Both of these configurations are
[configuration templates](/docs/templates/configuration-templates.html)
and have support for their own set of template variables.

### Bundle Volume Command

The default value for `bundle_vol_command` is shown below. It is split
across multiple lines for convenience of reading. The bundle volume command
is responsible for executing `ec2-bundle-vol` in order to store and image
of the root filesystem to use to create the AMI.

```text
sudo -i -n ec2-bundle-vol \
	-k {{.KeyPath}}  \
	-u {{.AccountId}} \
	-c {{.CertPath}} \
	-r {{.Architecture}} \
	-e {{.PrivatePath}}/* \
	-d {{.Destination}} \
	-p {{.Prefix}} \
	--batch \
	--no-filter
```

The available template variables should be self-explanatory based on the
parameters they're used to satisfy the `ec2-bundle-vol` command.

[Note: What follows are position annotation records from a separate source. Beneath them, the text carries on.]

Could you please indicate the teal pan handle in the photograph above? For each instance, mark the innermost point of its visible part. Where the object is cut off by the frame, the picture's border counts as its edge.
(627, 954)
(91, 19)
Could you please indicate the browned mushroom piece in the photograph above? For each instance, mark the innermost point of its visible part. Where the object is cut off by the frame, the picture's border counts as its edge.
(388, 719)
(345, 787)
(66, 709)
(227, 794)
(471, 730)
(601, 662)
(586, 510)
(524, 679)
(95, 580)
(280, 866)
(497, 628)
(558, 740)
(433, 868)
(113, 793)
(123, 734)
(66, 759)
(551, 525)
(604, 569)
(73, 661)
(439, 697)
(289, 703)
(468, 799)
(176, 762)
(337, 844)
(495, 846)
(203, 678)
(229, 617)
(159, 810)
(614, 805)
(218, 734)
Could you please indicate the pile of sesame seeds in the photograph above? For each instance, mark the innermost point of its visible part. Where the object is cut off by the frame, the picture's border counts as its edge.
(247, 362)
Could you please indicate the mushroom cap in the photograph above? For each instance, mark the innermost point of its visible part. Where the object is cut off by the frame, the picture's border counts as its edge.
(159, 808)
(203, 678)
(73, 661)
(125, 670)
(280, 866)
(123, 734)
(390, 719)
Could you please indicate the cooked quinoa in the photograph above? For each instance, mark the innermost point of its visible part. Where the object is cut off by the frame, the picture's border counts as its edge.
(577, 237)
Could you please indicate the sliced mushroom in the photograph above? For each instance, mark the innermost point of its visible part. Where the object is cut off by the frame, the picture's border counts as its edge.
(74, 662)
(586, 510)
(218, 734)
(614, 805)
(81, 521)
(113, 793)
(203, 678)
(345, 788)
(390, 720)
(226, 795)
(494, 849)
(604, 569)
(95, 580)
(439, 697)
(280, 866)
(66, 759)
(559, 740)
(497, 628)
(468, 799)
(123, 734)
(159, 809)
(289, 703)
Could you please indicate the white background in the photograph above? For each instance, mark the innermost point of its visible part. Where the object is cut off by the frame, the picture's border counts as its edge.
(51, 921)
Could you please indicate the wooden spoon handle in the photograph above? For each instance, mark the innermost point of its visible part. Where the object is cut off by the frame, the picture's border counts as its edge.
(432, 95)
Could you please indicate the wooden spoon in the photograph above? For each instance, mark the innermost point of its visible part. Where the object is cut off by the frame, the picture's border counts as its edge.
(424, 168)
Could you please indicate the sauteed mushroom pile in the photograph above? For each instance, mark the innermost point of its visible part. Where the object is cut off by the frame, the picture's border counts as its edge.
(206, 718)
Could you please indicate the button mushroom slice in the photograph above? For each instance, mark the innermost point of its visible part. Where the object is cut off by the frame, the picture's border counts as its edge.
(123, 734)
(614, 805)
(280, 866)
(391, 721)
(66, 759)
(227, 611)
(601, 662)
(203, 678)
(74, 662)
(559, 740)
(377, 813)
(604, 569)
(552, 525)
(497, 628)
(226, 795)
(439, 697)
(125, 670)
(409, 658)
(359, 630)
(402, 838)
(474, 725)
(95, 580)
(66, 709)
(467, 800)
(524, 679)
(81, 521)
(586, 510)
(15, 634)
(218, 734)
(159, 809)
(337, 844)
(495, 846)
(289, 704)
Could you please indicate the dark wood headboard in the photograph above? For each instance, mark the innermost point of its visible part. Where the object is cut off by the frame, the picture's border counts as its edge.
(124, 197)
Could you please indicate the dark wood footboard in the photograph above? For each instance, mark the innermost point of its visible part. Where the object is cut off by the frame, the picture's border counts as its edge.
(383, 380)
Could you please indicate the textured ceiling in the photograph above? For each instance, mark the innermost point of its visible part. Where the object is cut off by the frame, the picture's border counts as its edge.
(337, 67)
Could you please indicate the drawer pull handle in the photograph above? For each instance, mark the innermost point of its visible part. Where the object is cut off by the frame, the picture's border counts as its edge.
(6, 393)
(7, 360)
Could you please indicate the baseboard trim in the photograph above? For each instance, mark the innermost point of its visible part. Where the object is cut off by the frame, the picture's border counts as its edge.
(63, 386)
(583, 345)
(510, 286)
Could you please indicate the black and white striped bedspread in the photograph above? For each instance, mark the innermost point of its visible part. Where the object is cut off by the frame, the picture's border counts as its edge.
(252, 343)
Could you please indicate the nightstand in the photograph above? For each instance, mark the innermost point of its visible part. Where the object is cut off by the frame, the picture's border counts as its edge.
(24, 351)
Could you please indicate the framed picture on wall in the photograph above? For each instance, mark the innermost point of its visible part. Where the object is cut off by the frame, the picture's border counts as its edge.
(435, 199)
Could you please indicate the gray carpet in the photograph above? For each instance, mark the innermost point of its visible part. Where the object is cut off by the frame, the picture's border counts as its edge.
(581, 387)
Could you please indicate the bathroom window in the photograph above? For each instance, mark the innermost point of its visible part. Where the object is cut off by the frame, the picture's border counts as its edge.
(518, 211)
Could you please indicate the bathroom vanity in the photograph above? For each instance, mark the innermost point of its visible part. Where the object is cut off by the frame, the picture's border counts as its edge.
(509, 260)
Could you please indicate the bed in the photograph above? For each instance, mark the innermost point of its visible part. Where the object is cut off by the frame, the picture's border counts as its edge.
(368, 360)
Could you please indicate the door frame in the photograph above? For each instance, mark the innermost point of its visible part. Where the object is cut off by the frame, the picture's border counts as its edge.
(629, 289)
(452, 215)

~> **Warning!** Some versions of ec2-bundle-vol silently ignore all .pem and
.gpg files during the bundling of the AMI, which can cause problems on some
systems, such as Ubuntu. You may want to customize the bundle volume command
to include those files (see the `--no-filter` option of ec2-bundle-vol).

### Bundle Upload Command

The default value for `bundle_upload_command` is shown below. It is split
across multiple lines for convenience of reading. The bundle upload command
is responsible for taking the bundled volume and uploading it to S3.

```text
sudo -i -n ec2-upload-bundle \
	-b {{.BucketName}} \
	-m {{.ManifestPath}} \
	-a {{.AccessKey}} \
	-s {{.SecretKey}} \
	-d {{.BundleDirectory}} \
	--batch \
	--region {{.Region}} \
	--retry
```

The available template variables should be self-explanatory based on the
parameters they're used to satisfy the `ec2-upload-bundle` command.